Rabu, 26 Juni 2024 – 10:38 WIB
hidup – Universitas Sebelas Maret berhasil belajar Tentang koneksi dinasti politik Dan miskin. Judul penelitian tahun 2018 adalah “Paradoks Dinasti Politik Regeneratif dan Kemiskinan di Era Otonomi Daerah”. Ditulis dan diteliti oleh Danur Condro Guritno, Bhimo Rizky Samudro dan Albertus Maqnus Susilo.
Studi ini mengidentifikasi tiga jenis dinasti politik.
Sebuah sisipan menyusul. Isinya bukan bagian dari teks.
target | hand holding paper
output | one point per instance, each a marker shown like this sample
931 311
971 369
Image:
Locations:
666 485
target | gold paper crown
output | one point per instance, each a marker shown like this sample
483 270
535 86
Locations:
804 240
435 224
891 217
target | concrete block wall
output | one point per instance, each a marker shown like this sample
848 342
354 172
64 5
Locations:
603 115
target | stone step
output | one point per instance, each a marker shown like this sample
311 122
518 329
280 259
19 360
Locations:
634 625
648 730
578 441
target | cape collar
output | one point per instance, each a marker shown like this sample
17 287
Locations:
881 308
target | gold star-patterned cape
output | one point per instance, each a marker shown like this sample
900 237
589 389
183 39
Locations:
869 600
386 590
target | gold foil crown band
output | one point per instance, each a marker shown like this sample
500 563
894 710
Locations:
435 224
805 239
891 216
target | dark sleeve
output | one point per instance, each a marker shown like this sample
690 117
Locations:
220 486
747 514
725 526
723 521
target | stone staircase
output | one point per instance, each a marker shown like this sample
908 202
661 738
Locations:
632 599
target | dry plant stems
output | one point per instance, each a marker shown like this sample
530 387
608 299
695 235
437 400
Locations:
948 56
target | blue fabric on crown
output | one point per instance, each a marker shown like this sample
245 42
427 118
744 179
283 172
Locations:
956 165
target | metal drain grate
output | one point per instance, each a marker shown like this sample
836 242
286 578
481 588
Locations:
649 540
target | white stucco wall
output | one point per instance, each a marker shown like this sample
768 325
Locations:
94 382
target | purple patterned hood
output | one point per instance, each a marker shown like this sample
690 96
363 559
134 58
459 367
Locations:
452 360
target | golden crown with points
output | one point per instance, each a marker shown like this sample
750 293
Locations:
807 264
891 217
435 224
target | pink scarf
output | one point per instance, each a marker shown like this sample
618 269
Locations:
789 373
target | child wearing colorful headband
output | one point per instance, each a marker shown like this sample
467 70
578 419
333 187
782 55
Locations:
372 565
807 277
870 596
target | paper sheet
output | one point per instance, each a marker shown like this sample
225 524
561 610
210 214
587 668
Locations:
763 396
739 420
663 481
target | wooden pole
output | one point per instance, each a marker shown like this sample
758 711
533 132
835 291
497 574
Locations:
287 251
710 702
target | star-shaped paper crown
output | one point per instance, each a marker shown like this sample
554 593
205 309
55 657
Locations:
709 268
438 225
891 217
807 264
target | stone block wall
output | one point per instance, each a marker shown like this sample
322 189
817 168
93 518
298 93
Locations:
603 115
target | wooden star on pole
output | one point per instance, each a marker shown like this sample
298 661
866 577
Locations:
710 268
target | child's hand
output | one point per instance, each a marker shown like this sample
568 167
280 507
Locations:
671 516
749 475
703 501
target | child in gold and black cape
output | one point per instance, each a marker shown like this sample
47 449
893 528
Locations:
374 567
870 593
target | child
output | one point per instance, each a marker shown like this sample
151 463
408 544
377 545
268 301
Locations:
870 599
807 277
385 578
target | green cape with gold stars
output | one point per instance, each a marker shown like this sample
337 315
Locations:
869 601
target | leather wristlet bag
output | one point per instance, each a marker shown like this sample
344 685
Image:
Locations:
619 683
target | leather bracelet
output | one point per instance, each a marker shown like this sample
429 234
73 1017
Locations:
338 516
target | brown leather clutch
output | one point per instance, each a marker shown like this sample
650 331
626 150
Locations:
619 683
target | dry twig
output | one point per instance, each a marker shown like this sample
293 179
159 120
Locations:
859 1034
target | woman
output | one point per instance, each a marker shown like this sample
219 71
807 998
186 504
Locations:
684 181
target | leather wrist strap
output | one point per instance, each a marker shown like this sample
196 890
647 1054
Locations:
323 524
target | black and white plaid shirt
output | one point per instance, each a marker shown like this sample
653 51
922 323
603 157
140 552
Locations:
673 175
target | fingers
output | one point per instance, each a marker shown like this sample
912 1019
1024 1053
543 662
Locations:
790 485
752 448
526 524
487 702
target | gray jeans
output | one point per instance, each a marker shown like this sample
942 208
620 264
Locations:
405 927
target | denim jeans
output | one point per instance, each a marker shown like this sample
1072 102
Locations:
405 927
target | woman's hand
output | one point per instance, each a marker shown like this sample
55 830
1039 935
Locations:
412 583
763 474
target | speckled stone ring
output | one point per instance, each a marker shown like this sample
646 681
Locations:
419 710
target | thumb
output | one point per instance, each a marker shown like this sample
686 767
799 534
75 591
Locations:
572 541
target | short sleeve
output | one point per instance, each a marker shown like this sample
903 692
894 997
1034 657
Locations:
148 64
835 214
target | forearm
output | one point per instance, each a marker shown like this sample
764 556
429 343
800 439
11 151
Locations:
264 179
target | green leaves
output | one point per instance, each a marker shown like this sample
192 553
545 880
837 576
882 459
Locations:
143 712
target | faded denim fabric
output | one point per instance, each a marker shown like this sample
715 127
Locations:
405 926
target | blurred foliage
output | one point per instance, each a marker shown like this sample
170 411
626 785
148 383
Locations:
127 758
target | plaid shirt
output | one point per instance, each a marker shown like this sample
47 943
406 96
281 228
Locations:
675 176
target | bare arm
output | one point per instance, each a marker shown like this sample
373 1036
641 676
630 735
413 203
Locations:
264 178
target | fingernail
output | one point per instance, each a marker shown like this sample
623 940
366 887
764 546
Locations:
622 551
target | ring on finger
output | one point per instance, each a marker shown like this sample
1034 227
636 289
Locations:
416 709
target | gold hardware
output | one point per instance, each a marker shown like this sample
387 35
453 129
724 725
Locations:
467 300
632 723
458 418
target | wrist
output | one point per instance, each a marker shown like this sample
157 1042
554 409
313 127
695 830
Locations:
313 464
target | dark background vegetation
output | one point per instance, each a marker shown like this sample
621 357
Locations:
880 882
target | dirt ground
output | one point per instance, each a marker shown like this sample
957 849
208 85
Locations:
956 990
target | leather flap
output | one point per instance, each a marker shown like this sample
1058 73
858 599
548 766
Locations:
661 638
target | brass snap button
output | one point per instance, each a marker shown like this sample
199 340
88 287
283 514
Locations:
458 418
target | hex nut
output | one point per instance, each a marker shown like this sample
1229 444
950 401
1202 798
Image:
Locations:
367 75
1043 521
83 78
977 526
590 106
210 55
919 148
Yang pertama adalah bentuk dinasti politik yang relatif moderat. keluarga Resmi Politik bersaing memperebutkan kekuasaan melalui proses demokrasi. Dalam bentuk ini, dinasti politik mengikuti semua prosedur dan aturan demokrasi yang berlaku secara alami.
Kedua, membangun dinasti politik melalui kader politik. Dengan cara ini, anggota keluarga dipersiapkan dan dididik untuk menghadapi persaingan politik di masa depan. Dinasti politik semacam ini menekankan pada kedewasaan dan kemampuan anggota keluarga yang telah dididik sejak lama, dibandingkan hanya mengandalkan darah atau reputasi.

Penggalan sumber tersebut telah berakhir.